X-ray diffraction imaging of metal–oxide epitaxial tunnel junctions made by optical lithography: use of focused and unfocused X-ray beams

Metal-oxide tunnel junctions made by optical lithography were studied by X-ray diffraction (imaging approach with diffraction contrast) to access local distortions of the crystalline planes of the constituting layers. The effect of the size (10–150 µm) and shape (disc, square and rectangle) of the junction was investigated.

X-ray diffraction techniques are used in imaging mode in order to characterize micrometre-sized objects. The samples used as models are metal–oxide tunnel junctions made by optical lithography, with lateral sizes ranging from 150 µm down to 10 µm and various shapes: discs, squares and rectangles. Two approaches are described and compared, both using diffraction contrast: full-field imaging (topography) and raster imaging (scanning probe) using a micrometre-sized focused X-ray beam.
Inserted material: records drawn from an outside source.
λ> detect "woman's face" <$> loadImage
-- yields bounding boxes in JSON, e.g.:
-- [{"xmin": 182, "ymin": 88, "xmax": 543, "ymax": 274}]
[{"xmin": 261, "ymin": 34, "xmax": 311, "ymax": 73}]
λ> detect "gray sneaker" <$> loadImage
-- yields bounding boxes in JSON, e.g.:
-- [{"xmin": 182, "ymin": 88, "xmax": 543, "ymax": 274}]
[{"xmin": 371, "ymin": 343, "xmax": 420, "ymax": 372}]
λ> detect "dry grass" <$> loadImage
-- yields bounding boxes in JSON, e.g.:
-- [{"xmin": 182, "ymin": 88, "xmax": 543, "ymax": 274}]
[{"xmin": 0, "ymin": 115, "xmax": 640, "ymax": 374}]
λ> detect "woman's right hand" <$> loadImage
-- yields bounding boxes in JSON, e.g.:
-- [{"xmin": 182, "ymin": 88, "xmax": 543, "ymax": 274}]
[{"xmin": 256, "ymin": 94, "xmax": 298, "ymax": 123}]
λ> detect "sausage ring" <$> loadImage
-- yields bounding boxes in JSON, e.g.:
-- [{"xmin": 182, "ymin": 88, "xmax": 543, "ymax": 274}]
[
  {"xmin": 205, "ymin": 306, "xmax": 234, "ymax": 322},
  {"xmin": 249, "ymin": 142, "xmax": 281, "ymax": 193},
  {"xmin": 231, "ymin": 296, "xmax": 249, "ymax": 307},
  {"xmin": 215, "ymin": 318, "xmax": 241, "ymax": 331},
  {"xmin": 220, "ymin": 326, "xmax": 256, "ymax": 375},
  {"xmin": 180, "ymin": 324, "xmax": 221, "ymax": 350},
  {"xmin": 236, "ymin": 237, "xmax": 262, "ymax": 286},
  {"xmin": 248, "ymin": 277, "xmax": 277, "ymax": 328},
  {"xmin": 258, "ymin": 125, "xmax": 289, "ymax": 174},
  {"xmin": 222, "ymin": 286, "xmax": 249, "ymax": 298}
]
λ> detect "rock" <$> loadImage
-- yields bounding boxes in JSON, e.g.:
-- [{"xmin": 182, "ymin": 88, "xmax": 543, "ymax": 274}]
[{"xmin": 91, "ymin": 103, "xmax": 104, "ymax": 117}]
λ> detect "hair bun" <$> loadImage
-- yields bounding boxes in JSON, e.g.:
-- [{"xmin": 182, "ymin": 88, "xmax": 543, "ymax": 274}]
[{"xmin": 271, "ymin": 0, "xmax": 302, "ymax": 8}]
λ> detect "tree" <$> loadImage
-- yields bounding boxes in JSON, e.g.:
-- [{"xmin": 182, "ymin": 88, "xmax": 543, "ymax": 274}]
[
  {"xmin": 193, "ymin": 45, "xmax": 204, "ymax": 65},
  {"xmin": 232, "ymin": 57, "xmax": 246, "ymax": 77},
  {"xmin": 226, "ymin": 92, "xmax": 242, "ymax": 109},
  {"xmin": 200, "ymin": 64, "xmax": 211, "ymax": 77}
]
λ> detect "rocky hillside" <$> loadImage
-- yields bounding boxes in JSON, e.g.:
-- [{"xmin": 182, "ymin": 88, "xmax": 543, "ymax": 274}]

It is shown that the full-field image gives access to macroscopic distortions ( e.g. sample bending), while the local distortions, at the micrometre scale ( e.g. tilts of the crystalline planes in the vicinity of the junction edges), can be accurately characterized only using focused X-ray beams. These local defects are dependent on the junction shape and larger by one order of magnitude than the macroscopic curvature of the sample.